A ce titre, A seize ans dans l’enfer d’Amsterdam est sans doute l’un des films les plus racoleurs que j’ai pu voir sur l’univers sordide du trottoir. Dès la première séquence dans un train, le cinéaste joue sur le physique juvénile de sa jeune actrice (précisons néanmoins à l’égard de mes lecteurs vétilleux qu’Ann-Gisel Glass avait 19/20 ans au moment du tournage) en la filmant sous toutes les coutures et en lui plaçant une poupée dans la main (tu le sens, le symbole de l’innocence bafouée ?). La suite sera à l’avenant : érotisme extrêmement crapoteux, à l’image de la pauvre Karin Schubert qui s’exhibe une bouteille à la main, le visage baigné de larmes (avec ses quelques kilos en trop – ce qui n’est pas un reproche puisqu’elle est toujours magnifique-, on ne peut s’empêcher d’y voir une image pathétique de son existence réelle, starlette montante à la blondeur immaculée contrainte par la suite de finir sa carrière dans le porno), extrême complaisance dans la manière de montrer les aiguilles des seringues plantées dans les veines des prostituées… Pour accentuer ce caractère sordide, Di Silvestro ne recule devant rien : vomi, overdoses, crêpages de chignon entre prostituées (l’atroce doublage français accentue le caractère poissard des personnages)… On est bien dans de la pure exploitations avec cet aplomb pour dépasser les limites qui n’appartient qu’à nos amis transalpins.
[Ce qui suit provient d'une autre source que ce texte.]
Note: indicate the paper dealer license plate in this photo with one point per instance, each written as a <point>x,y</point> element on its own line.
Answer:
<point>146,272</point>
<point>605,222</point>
Même dans les films les plus sordides sur les bas-fonds urbains de la même époque en France (genre Rue barbare ou les polars musclés comme L’Exécutrice de Caputo ou Brigade des mœurs de Pécas), on n’imagine pas, par exemple, une scène aussi ahurissante que celle où une prostituée emprisonnée déculotte une autre détenue et lui sort de l’anus (en gros plan !) une petite capsule contenant de la drogue !
Ceux qui espéraient un regard de type « sociologique » sur la drogue et la prostitution passeront évidemment leur chemin puisque tout n’est prétexte qu’à émoustiller et à choquer, avant que l’amour rédempteur finisse par permettre une « happy end » totalement déconnectée du reste. Reste alors la performance assez habitée d’Ann-Gisel Glass qui parvient à garder une certaine classe dans cet univers glauque. Étrange carrière que celle de cette actrice qui débuta dans ce genre de films chargés d’érotisme (outre celui de Di Silvestro, citons le Premiers désirs de David Hamilton) avant de devenir une figure du cinéma d’auteur le plus pointu puisqu’elle tourna sous la direction de Godard (Détective), Doillon (La Tentation d’Isabelle), Assayas (Désordre) ou encore Tony Gatlif (Rue du départ). Sans elle, on aurait sans doute abandonné le film dès les premières minutes !
Bref : le résultat est sans le moindre intérêt si ce n’est la curiosité de découvrir jusqu’où pouvait aller ce cinéma d’exploitation italien.
NB : Autre curiosité de l’œuvre et qui la rattache encore plus au « bis » : c’est Bruno Mattei qui assure ici le montage (d’où peut-être l’aspect totalement décousu du récit).